Turquie: le chapitre 17 du processus d'adhésion à l'UE ouvert «mi-décembre»


Turquie: le chapitre 17 du processus d'adhésion à l'UE ouvert «mi-décembre»

  • 27-11-2015 13:32:52   | Turquie  |  Politique

Le chapitre 17 des négociations pour l'adhésion de la Turquie à l'Union européenne (UE) sera ouvert «à la mi-décembre», a affirmé jeudi le président turc Recep Tayyip Erdogan, à trois jours d'un sommet à Bruxelles sur la crise des migrants.

«On nous a dit que le dix-septième chapitre des négociations sera ouvert vers le mi-décembre», a déclaré lors d'un entretien accordé à la chaîne d'information France 24.

«Nous ouvrirons, si Dieu le veut, ce chapitre le 14 ou le 15 décembre à Bruxelles», avait assuré un peu plus tôt jeudi le ministre turc des Affaires européennes Volkan Bozkir lors d'une conférence de presse à Ankara.

Le chapitre 17 porte sur les politiques économique et monétaire.

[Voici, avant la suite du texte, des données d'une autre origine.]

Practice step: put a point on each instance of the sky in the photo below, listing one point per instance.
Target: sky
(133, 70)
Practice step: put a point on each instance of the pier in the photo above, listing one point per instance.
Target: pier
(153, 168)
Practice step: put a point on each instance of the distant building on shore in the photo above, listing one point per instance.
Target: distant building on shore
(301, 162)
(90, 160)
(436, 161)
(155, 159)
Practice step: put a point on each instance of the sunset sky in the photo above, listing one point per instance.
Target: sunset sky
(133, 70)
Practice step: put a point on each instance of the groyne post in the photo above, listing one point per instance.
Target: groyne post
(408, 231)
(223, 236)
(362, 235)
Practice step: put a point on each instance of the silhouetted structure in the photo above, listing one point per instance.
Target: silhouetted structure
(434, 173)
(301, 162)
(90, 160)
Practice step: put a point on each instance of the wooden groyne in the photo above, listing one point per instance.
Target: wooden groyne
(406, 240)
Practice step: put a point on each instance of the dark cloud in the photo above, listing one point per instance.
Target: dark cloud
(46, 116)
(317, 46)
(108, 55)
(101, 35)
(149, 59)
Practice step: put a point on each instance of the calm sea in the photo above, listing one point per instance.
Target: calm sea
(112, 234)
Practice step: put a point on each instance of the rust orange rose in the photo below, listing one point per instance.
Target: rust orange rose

«Nous ne nous contenterons pas de cela et nous allons travailler ensemble à l'ouverture de cinq ou six chapitres supplémentaires en 2016», a poursuivi M. Bozkir.

Les dirigeants européens et le Premier ministre turc Ahmet Davutoglu doivent se réunir dimanche à Bruxelles pour un sommet extraordinaire visant à «redynamiser» leurs relations et surtout à «freiner le flux migratoire» vers l'UE, confrontée à sa plus grave crise de réfugiés de ces dernières décennies.

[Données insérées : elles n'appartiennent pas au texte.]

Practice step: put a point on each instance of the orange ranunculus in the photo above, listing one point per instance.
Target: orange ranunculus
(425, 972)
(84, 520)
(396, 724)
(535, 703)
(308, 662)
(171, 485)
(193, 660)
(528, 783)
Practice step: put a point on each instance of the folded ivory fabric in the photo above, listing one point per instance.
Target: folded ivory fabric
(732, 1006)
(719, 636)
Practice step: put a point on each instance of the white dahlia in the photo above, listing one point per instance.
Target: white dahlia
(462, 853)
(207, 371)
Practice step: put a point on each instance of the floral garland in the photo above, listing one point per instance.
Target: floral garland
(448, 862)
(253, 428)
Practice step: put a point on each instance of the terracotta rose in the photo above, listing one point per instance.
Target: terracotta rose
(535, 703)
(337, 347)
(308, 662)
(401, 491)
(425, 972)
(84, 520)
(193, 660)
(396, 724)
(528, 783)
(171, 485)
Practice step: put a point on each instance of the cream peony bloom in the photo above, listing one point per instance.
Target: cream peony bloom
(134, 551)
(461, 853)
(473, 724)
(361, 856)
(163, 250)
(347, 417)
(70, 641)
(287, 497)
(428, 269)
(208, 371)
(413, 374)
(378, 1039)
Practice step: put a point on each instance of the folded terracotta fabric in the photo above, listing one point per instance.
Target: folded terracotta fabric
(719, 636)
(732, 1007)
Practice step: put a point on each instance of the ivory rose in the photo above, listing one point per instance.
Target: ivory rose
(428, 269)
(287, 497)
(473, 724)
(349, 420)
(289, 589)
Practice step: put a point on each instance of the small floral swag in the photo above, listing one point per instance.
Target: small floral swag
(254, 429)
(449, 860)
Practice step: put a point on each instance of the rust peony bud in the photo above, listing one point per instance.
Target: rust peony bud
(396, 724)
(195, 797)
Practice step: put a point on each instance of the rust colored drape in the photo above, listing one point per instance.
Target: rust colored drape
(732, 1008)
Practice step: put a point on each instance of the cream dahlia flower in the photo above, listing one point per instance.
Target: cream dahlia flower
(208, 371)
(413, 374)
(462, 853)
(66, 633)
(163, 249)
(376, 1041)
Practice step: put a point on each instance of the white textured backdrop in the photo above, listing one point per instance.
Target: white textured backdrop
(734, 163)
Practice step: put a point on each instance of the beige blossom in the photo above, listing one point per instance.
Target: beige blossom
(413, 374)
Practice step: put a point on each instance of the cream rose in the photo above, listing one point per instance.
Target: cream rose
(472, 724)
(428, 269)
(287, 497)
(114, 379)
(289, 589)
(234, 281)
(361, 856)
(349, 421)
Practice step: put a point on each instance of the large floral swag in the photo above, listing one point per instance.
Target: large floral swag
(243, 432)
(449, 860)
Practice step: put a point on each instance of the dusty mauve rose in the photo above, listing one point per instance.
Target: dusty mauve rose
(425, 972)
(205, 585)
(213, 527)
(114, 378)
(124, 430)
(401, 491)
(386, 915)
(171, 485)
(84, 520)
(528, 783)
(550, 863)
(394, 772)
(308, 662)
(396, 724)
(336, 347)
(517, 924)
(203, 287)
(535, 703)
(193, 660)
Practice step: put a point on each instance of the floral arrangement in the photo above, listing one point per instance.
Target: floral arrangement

Les Européens espèrent obtenir une coopération accrue des Turcs sur les réfugiés, notamment syriens, qui partent en majorité depuis les côtes turques pour rejoindre la Grèce, avant de poursuivre leur route au nord.

La Turquie, qui accueille officiellement 2,2 millions de Syriens, souhaite en retour une augmentation de l'aide financière européenne, une libéralisation du régime des visas d'entrée dans l'UE pour ses citoyens et un coup de fouet au processus d'adhésion à l'UE.

«Ce qu'on nous a dit en dernier lieu, c'est qu'on va nous donner 3 milliards d'euros sur un an (...) vers fin 2016, on parle d'une libération des visas pour les citoyens turcs», a déclaré jeudi soir M. Erdogan.

«Mais pour nous, le fond du problème, c'est qu'on puisse partager le fardeau de cette question des réfugiés. Plus nous pourrons partager ce fardeau, plus facilement nous pourrons contrôler le flux de réfugiés», a déclaré l'homme fort de la Turquie.